George MacDonald - the long essay I'm doing is on his portrayal and understanding of God's role in our suffering and how that developed throughout his (very sorrow-filled) life. God's role, and presence in our suffering is something I'm very keen to study and I love MacDonald because he so powerfully presents God as Father:
If we will but let our God and Father work His will with us, there can be no limit to His enlargement of our existence.

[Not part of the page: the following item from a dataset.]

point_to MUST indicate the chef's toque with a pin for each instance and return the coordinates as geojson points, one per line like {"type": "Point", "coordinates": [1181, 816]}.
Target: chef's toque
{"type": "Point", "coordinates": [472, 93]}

No words can express how much the world owes to sorrow. Most of the Psalms were born in the wilderness. Most of the Epistles were written in a prison. The greatest thoughts of the greatest thinkers have all passed through fire. The greatest poets have "learned in suffering what they taught in song." In bonds Bunyan lived the allegory that he afterwards wrote, and we may thank Bedford Jail for the Pilgrim's Progress. Take comfort, afflicted Christian! When God is about to make pre-eminent use of a person, He put them in the fire.
Oh, I believe that there is no away; that no love, no life, goes ever from us; it goes as He went, that it may come again, deeper and closer and surer, and be with us always, even to the end of the world.
That's all for now, friends. I'm mulling all of these thoughts. Let me know if they startle any insights alive in your hearts as well.